Drug – bio-affecting and body treating compositions – Whole live micro-organism – cell – or virus containing – Genetically modified micro-organism – cell – or virus
Reexamination Certificate
2001-06-27
2003-09-23
Tate, Christopher R. (Department: 1651)
Drug, bio-affecting and body treating compositions
Whole live micro-organism, cell, or virus containing
Genetically modified micro-organism, cell, or virus
C424S093100, C424S520000, C424S572000, C435S325000
Reexamination Certificate
active
06623733
ABSTRACT:
BACKGROUND OF THE INVENTION
1. Field of the Invention
The present invention involves a method of treating vascular disease through administration of an autologous angiogenic solution, and methods and devices for preparing such a solution.
2. Description of the Background
Localized hypoxia of tissue due to obstruction of the inflow of arterial blood (a form of vascular disease known as ischemia) leads to the secretion of chemicals from this tissue.

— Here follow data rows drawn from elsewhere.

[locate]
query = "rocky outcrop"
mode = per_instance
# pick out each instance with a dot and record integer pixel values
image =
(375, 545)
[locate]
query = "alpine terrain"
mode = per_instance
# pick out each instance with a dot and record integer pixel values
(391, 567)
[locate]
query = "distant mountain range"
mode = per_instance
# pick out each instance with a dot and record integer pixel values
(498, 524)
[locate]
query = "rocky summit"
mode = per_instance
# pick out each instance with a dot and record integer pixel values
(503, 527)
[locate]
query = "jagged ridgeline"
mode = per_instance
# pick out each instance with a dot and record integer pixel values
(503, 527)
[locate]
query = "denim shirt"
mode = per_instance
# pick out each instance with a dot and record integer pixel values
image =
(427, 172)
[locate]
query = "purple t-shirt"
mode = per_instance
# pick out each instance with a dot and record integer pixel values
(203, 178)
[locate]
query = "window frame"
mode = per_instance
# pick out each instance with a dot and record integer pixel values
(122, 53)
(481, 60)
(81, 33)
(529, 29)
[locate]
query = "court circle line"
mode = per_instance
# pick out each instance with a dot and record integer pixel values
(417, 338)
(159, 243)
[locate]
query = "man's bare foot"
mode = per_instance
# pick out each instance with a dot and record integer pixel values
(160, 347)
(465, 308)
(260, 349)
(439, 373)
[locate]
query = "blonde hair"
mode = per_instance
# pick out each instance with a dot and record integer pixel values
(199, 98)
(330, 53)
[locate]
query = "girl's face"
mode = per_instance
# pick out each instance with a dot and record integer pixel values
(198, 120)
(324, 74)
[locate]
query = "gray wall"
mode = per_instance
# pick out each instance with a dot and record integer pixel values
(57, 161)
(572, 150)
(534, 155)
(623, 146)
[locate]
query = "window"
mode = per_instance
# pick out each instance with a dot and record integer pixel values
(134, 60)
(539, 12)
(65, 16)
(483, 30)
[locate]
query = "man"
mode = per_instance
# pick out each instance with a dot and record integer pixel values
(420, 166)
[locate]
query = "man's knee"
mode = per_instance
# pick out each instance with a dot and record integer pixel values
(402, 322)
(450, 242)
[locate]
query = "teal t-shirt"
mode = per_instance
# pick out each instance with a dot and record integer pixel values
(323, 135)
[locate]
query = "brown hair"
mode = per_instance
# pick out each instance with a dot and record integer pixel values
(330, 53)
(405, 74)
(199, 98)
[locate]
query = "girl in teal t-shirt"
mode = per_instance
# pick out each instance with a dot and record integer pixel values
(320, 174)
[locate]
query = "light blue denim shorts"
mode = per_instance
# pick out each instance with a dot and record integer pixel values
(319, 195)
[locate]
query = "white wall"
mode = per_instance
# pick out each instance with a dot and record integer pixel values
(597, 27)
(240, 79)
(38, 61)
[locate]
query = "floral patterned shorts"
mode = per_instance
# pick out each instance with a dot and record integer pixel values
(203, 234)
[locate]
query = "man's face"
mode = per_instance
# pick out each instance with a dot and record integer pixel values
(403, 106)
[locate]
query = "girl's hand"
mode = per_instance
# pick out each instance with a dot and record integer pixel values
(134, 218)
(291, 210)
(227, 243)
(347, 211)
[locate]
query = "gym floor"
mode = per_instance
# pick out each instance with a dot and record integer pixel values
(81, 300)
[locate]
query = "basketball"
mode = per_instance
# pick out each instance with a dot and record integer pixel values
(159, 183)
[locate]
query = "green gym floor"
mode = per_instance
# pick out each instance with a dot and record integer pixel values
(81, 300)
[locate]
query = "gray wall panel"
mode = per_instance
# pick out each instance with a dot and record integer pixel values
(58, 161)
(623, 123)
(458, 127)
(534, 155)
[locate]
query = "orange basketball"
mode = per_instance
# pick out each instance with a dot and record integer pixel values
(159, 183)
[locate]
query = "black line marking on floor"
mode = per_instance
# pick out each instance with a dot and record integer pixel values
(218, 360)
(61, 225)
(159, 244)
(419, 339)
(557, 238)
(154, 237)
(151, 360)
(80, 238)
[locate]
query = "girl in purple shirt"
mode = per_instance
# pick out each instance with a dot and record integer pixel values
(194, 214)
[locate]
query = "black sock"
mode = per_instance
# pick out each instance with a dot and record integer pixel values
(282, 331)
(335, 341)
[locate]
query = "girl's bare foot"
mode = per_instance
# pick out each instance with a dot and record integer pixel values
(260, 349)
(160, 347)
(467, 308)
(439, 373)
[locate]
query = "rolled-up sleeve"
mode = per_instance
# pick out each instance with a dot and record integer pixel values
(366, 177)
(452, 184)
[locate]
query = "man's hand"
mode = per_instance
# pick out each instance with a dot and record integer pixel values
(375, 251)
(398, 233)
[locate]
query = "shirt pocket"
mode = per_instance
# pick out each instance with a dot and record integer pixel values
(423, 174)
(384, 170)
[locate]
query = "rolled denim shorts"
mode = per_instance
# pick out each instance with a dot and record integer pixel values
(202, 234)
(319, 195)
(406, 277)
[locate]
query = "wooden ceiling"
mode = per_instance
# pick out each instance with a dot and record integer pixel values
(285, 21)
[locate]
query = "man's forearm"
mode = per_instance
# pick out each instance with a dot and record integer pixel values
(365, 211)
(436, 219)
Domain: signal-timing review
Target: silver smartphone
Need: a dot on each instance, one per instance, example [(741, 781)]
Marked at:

These chemicals are often referred to as angiogenic factors. The secretion of angiogenic factors causes normally quiescent endothelial cells that line the blood vessels to become activated. The activated endothelial cells then release enzymes that degrade extracellular matrix barriers. Through proliferation and migration, the cells then form new vessels. The formation of new capillary blood vessels from a pre-existing vessel is known as “angiogenesis.”
In patients afflicted with diminished coronary blood flow, ischemia in the area of the heart known as the myocardium is called “myocardial ischemia.” Current research efforts for treating myocardial ischemia include injecting substances that promote angiogenesis into the myocardium of the patient. The therapeutic substances being investigated for such procedures include vascular endothelial cell growth factor (VEGF) and fibroblast growth factor (FGF). VEGF and/or FGF may be delivered to the myocardium by means of a catheter to the coronary arteries. Alternatively, the VEGF and/or FGF may be introduced through an open chest procedure.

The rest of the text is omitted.